The colour of pink lakes was long thought to be the result of this alga, as it has been found in many pink lakes and contains substances in a range of hues that include pink. Research done in Australia since 2015 in Lake Hillier, though, found several species of halophilic bacteria and archaea, as well as several species of Dunaliella, nearly all of which contain some pink, red, or salmon-coloured pigment.

==Morphology and characteristics==
Species in the genus Dunaliella are morphologically similar to Chlamydomonas reinhardtii, with the main exception being that Dunaliella species lack both a cell wall and a contractile vacuole. Dunaliella has two flagella of equal length and a single, cup-like chloroplast that often contains a central pyrenoid. The chloroplast can hold large amounts of β-carotene, which makes it appear orange-red. The β-carotene appears to protect the organism from long-term UV radiation to which D. salina is exposed in its typical environments. D. salina occurs in various shapes and symmetries depending on the conditions in its current environment.

D. salina lacks a rigid cell wall, which makes the organism susceptible to osmotic pressure. Glycerol is used as a means by which to maintain both osmotic balance and enzymatic activity. D. salina preserves a high concentration of glycerol by maintaining a cell membrane with low permeability to glycerol, and able to synthesise large quantities of glycerol from starch as a response to high extracellular salt concentration, which is why it tends to thrive in highly salinic environments.
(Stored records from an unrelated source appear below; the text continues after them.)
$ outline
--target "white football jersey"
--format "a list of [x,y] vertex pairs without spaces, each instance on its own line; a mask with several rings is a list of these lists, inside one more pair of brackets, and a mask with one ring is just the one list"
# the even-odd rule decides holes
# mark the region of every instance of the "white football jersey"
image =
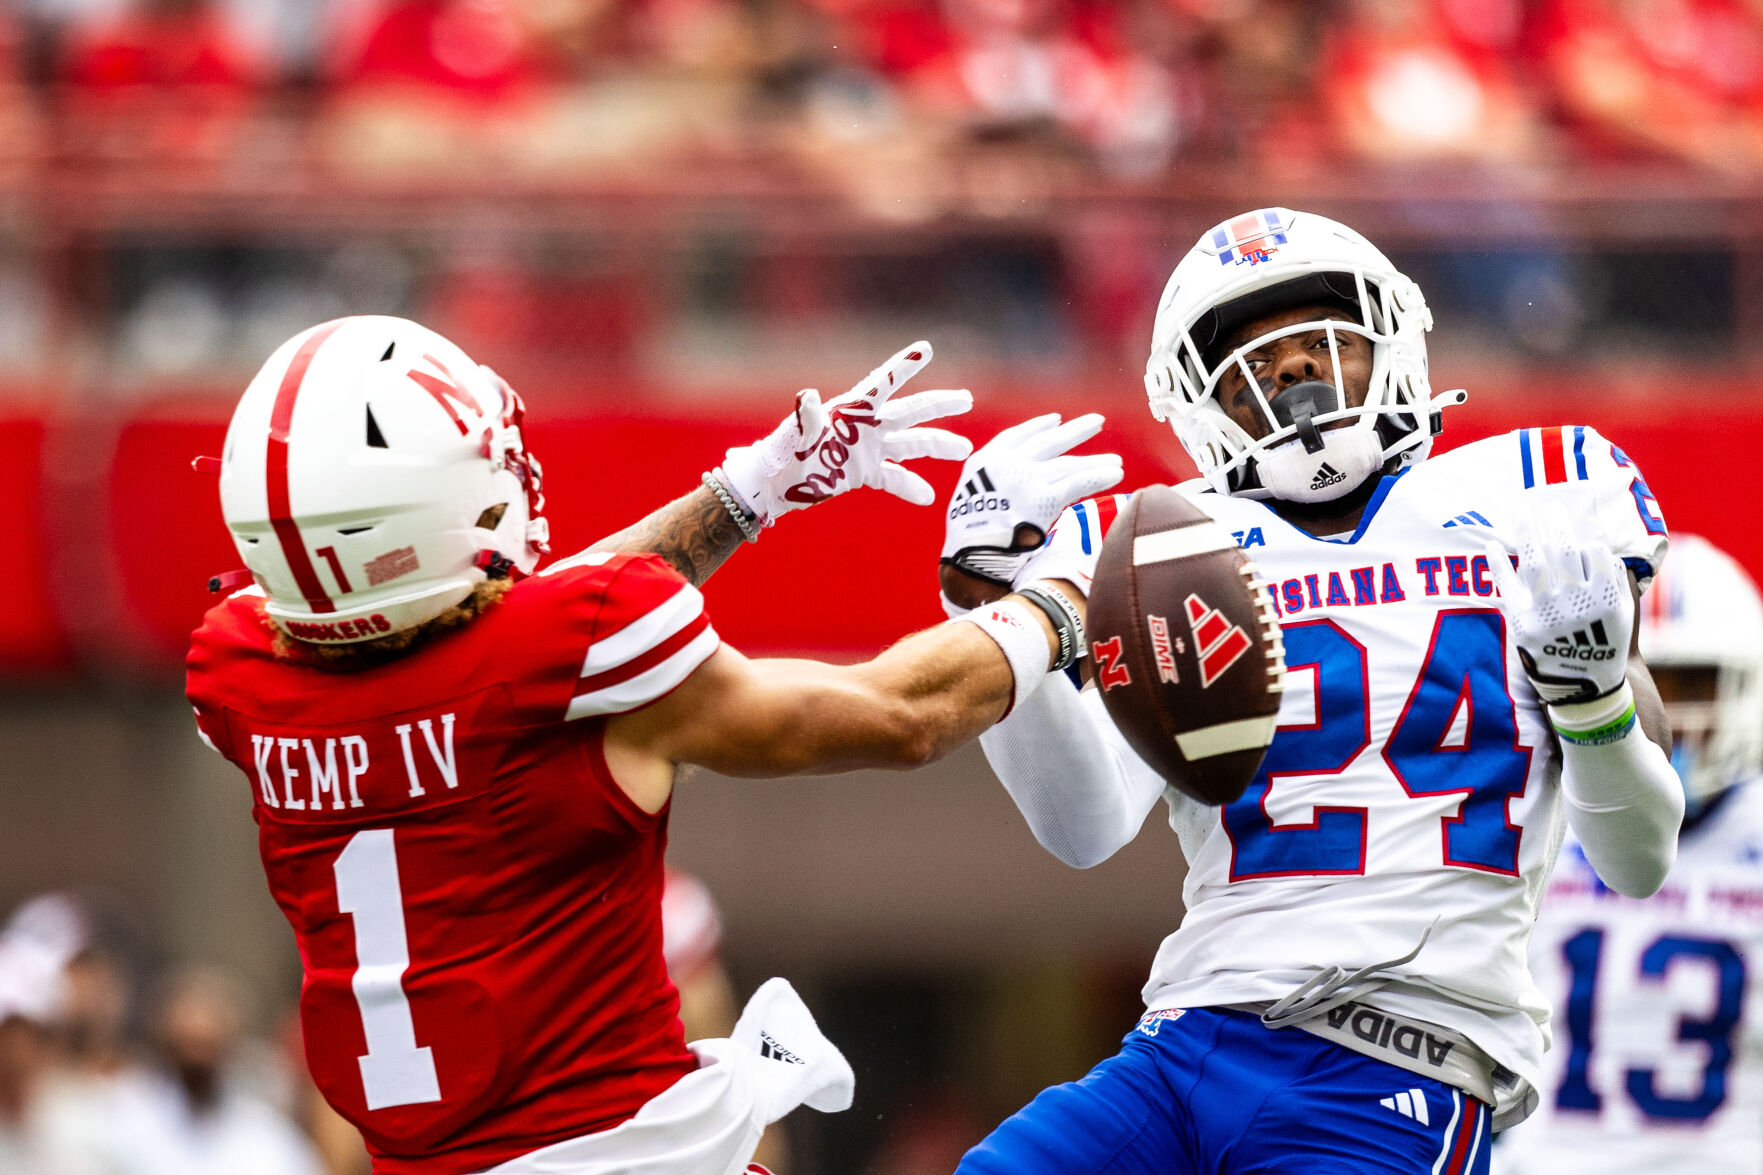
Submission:
[[1496,1171],[1763,1171],[1763,782],[1685,831],[1646,901],[1605,888],[1569,839],[1530,958],[1555,1045]]
[[1583,426],[1478,441],[1386,479],[1351,535],[1180,487],[1279,606],[1279,730],[1242,798],[1167,792],[1188,861],[1145,1002],[1275,1000],[1412,951],[1369,1003],[1441,1024],[1540,1088],[1548,1002],[1525,958],[1560,845],[1560,751],[1495,598],[1486,544],[1559,506],[1643,586],[1665,524],[1640,471]]

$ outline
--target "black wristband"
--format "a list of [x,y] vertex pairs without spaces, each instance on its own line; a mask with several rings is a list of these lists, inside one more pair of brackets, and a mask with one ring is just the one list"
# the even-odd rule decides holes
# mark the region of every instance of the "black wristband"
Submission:
[[1050,669],[1057,673],[1076,661],[1083,652],[1083,622],[1078,619],[1077,606],[1065,593],[1051,587],[1030,585],[1017,588],[1016,594],[1047,614],[1053,632],[1059,638],[1059,655]]

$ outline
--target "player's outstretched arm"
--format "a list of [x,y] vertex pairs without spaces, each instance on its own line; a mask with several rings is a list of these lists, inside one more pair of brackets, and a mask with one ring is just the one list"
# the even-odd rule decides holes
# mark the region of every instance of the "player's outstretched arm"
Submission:
[[812,388],[798,393],[795,410],[770,436],[730,449],[701,487],[588,549],[659,555],[697,586],[781,515],[860,486],[930,505],[930,483],[900,462],[959,461],[973,449],[966,437],[920,427],[971,408],[965,389],[893,398],[931,353],[929,343],[913,343],[826,404]]
[[685,576],[687,583],[702,587],[746,541],[728,507],[708,486],[699,486],[635,526],[607,535],[588,550],[659,555]]
[[[1041,417],[1006,429],[968,459],[950,503],[942,587],[951,609],[993,598],[1011,583],[1051,579],[1087,592],[1102,549],[1098,503],[1046,512],[1048,506],[1099,493],[1120,480],[1119,459],[1071,457],[1100,417],[1064,425]],[[980,480],[981,472],[986,474]],[[1000,492],[981,495],[990,482]],[[1061,487],[1048,495],[1044,487]],[[960,510],[971,503],[977,519]],[[1118,507],[1124,497],[1109,505]],[[1054,520],[1058,525],[1054,526]],[[1043,537],[1046,541],[1042,541]],[[1079,662],[1088,675],[1088,661]],[[980,735],[986,760],[1041,847],[1067,865],[1088,869],[1138,835],[1163,794],[1163,778],[1134,753],[1094,690],[1079,693],[1054,678]]]
[[979,744],[1035,840],[1073,868],[1119,852],[1163,795],[1163,777],[1120,736],[1102,696],[1057,677]]
[[1639,588],[1602,540],[1576,538],[1564,516],[1521,527],[1518,540],[1517,570],[1498,544],[1488,562],[1560,740],[1568,823],[1606,885],[1649,897],[1677,859],[1684,795],[1664,749],[1665,708],[1640,660]]
[[746,777],[918,767],[1022,704],[1061,654],[1053,622],[1018,596],[860,665],[749,659],[724,645],[678,689],[607,724],[607,764],[650,811],[676,764]]

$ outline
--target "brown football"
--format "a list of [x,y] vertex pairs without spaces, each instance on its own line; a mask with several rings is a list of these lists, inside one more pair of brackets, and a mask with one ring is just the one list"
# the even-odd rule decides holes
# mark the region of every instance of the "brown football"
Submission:
[[1273,741],[1285,646],[1230,532],[1168,486],[1140,490],[1102,545],[1086,628],[1139,757],[1203,804],[1242,795]]

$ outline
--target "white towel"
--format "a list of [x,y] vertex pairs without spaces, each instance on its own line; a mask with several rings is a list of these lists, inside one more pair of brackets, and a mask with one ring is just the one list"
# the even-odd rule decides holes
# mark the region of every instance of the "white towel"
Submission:
[[767,980],[734,1035],[692,1042],[697,1071],[636,1117],[510,1159],[484,1175],[742,1175],[765,1127],[800,1105],[848,1109],[856,1079],[796,989]]
[[730,1039],[757,1058],[759,1109],[767,1124],[797,1106],[823,1114],[851,1108],[857,1085],[851,1063],[821,1033],[789,980],[767,979],[741,1010]]

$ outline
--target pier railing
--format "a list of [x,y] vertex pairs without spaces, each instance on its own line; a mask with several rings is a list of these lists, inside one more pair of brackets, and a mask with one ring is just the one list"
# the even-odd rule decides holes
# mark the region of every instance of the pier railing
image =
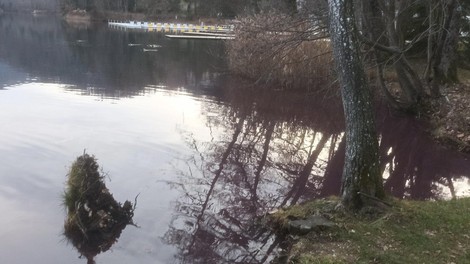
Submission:
[[148,31],[182,31],[182,32],[219,32],[230,33],[233,25],[205,25],[182,24],[182,23],[162,23],[162,22],[142,22],[142,21],[108,21],[108,25],[113,28],[123,29],[144,29]]

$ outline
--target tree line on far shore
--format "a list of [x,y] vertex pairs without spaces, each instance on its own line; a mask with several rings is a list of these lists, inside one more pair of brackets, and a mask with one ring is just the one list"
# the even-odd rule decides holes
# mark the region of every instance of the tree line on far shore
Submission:
[[294,11],[296,0],[59,0],[62,11],[141,13],[147,17],[233,18],[266,8]]
[[32,10],[56,10],[58,0],[0,0],[0,10],[32,11]]

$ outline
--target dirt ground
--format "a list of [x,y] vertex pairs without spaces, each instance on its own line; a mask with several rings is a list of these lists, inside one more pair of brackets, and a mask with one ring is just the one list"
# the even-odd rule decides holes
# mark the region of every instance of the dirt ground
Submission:
[[470,153],[470,71],[462,70],[460,83],[442,87],[442,97],[426,111],[432,136],[443,145]]

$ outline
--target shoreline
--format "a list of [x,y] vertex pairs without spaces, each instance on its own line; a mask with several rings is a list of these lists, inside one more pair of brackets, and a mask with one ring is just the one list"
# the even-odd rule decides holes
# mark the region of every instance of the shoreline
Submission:
[[[266,226],[284,237],[281,263],[464,263],[470,257],[470,198],[391,199],[392,206],[357,214],[338,210],[338,198],[280,209]],[[292,223],[323,218],[307,233]],[[300,220],[305,221],[305,220]],[[308,225],[308,224],[307,224]],[[312,224],[313,225],[313,224]],[[449,262],[452,261],[452,262]],[[467,262],[465,262],[467,263]]]
[[459,69],[459,81],[442,88],[442,96],[430,102],[424,119],[439,144],[470,154],[470,71]]
[[78,21],[89,21],[89,22],[108,22],[109,20],[117,21],[165,21],[167,23],[186,23],[186,24],[226,24],[231,19],[218,19],[211,17],[201,17],[198,19],[189,19],[185,16],[178,14],[166,14],[161,16],[148,16],[144,13],[123,13],[123,12],[96,12],[85,10],[71,10],[61,14],[64,19],[67,20],[78,20]]

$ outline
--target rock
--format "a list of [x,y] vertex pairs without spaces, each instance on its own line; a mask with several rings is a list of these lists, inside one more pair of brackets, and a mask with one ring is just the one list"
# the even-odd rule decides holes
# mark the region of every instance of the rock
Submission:
[[334,227],[335,224],[320,215],[312,215],[307,219],[292,220],[287,224],[291,234],[307,234],[313,230],[321,231]]

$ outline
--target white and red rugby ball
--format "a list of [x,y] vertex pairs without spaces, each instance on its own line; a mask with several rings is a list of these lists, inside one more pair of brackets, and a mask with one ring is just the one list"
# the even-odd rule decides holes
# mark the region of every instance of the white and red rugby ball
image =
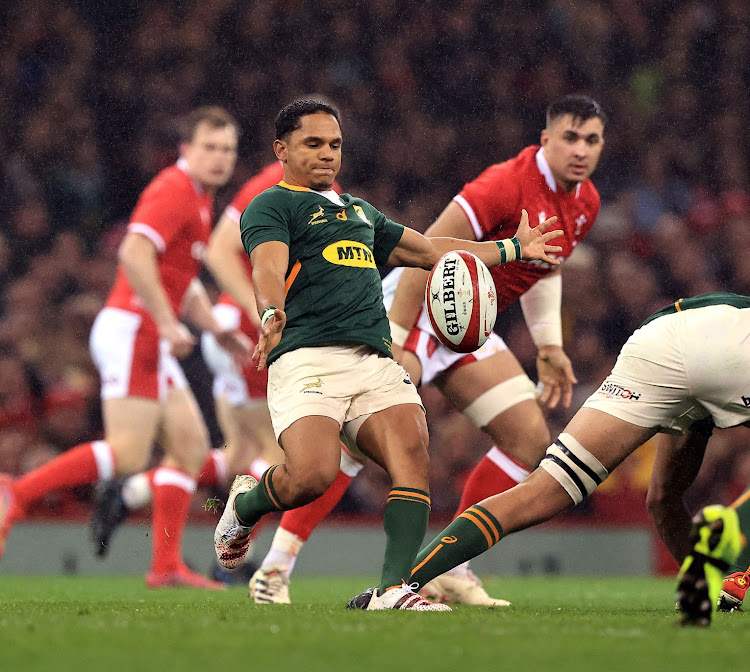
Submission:
[[425,304],[435,336],[455,352],[474,352],[495,326],[495,283],[487,267],[465,250],[448,252],[435,264]]

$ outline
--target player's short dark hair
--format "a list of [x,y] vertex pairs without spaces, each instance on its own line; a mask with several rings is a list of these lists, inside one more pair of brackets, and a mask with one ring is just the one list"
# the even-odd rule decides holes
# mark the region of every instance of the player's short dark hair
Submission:
[[295,100],[276,115],[276,139],[284,140],[292,131],[302,127],[302,117],[308,114],[330,114],[341,125],[339,111],[322,100]]
[[575,124],[582,124],[595,117],[600,119],[603,125],[607,123],[607,115],[602,106],[589,96],[571,94],[552,101],[547,108],[547,126],[566,114],[573,117]]
[[197,107],[185,116],[180,125],[180,142],[192,142],[195,131],[201,124],[208,124],[211,128],[224,128],[234,126],[239,133],[240,127],[237,120],[223,107],[217,105],[204,105]]

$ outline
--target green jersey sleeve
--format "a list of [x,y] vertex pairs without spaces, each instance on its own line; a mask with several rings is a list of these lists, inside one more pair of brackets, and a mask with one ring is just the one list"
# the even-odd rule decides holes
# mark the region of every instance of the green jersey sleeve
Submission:
[[269,191],[250,201],[240,217],[240,235],[248,256],[258,245],[271,240],[289,245],[290,213]]
[[401,236],[404,235],[404,225],[397,224],[386,217],[380,210],[372,208],[373,229],[375,230],[375,263],[378,266],[388,263],[388,257],[395,249]]

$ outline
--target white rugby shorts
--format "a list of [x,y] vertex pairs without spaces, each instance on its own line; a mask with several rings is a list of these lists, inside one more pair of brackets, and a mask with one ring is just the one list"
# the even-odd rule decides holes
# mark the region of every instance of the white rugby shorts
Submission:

==Reproduction and life cycle==
D. salina can reproduce asexually through division of motile vegetative cells and sexually through the fusion of two equal gametes into a singular zygote. Though D. salina can survive in salinic environments, Martinez et al. determined that sexual activity of D. salina decreases significantly in higher salt concentrations (>10%) and is induced in lower salt concentrations. Sexual reproduction begins when two D. salina touch their flagella, leading to gamete fusion. The D. salina zygote is extraordinarily hardy and can survive exposure to fresh water and to dryness. After germination, the zygotes release up to 32 haploid daughter cells.

==Commercial uses==
D. salina is responsible for most of the primary production in hypersaline environments worldwide.

===β-carotene===
From a first pilot plant established in the USSR in 1966, its commercial cultivation for the production of β-carotene throughout the world is now one of the success stories of halophile biotechnology. Different technologies are used, from low-tech extensive cultivation in lagoons to intensive cultivation at high cell densities under carefully controlled conditions.

===Antioxidant and nutritional supplements===
Due to the abundance of β-carotene, which is an antioxidant, as well as a vitamin A precursor, D. salina is a popular pro-vitamin A food supplement and cosmetic additive. D. salina may also be a source of vitamin B_{12}.

===Glycerol===
Attempts have been made to exploit the high concentrations of glycerol accumulated by D. salina as the basis for the commercial production of this compound. Although technically the production of glycerol from D. salina was shown to be possible, economic feasibility is low and no biotechnological operation exists to exploit the alga for glycerol production.